Dans ce climat foireux de fin de règne que l’on pourrait mieux qualifier d’aigrefin(s) de règne, le discours sur l’Europe n’en finit pas d’accumuler non-sens, contre-vérités, crocs-en-jambe des canards boiteux de la droite autant que de la gauche, bref un pâté avarié d’alouette, reprenant la classique proportion d’une alouette malade de la vérité, et d’une vieille carne politicarde.
Ils vont donc parler de l’Europe, si juteuse pour certains, et si néfaste pour l’Occident. Ils vont même ressortir les grands ancêtres pour se parer des plumes du paon : Jean Monnet, le célèbre VRP des Américains, et Robert Schuman surnommé Le Père de l’Europe. En quelque sorte, ils vont faire voter les morts.
Mais il se trouve que les morts, certains d’entre eux du moins, ont encore des choses à dire.

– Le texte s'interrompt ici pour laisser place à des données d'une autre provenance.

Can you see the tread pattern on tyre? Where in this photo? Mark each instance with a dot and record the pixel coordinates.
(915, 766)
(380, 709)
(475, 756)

Et nos débatteurs du jour seraient bien contents de rajouter quelques pelletées de terre sur quelques cadavres trop remuants.
De Jean Monnet, par exemple, cette note secrète de 1943 au sujet de de Gaulle :
« Il faut se résoudre à conclure que l’entente est impossible avec lui ; qu’il est un ennemi du peuple français et de ses libertés ; qu’il est un ennemi de la construction européenne, qu’en conséquence il doit être détruit (sic) dans l’intérêt des Français. » (1)
De Robert Schuman, qui, au-delà de son surnom, promut la CECA (la communauté européenne charbon acier) et fut le premier président du Parlement européen. Car Robert Schuman eut le « grand tort » d’écrire Pour l’Europe (2), un livre paru en 1964, alors que le grand homme mourut en 1963. Au moment où les technocrates et stipendiés de tout genre nomment Europe le fourre-tout de leur fromagerie à ciel ouvert, Robert Schuman, se sachant proche de la fin – et donc doublement intouchable – prévoyait il y a plus de cinquante ans :
Sur la fédération forcée :
« Il ne s’agit pas de fusionner des États, de créer un super-État. Nos États européens sont une réalité historique : il serait psychologiquement impossible de les faire disparaître. Leur diversité est même très heureuse, et nous ne voulons ni les niveler ni les égaliser. » p. 23
Sur la défense « tout azimut » :
« Une tâche européenne, constructive et valable, consiste sans doute à assurer la défense collective contre toute agression possible. » p. 31
Sur la pensée occidentale :
« L’Europe, avant d’être une alliance militaire ou une entité économique, doit être une communauté culturelle dans le sens le plus élevé de ce terme. » p. 35
Sur la désinformation :
« La désintoxication des manuels d’histoire est une des premières nécessités. Elle n’est en contradiction ni avec la liberté de penser et d’expression des adultes, ni avec le véritable patriotisme qui doit être enseigné à la jeunesse. » p. 50.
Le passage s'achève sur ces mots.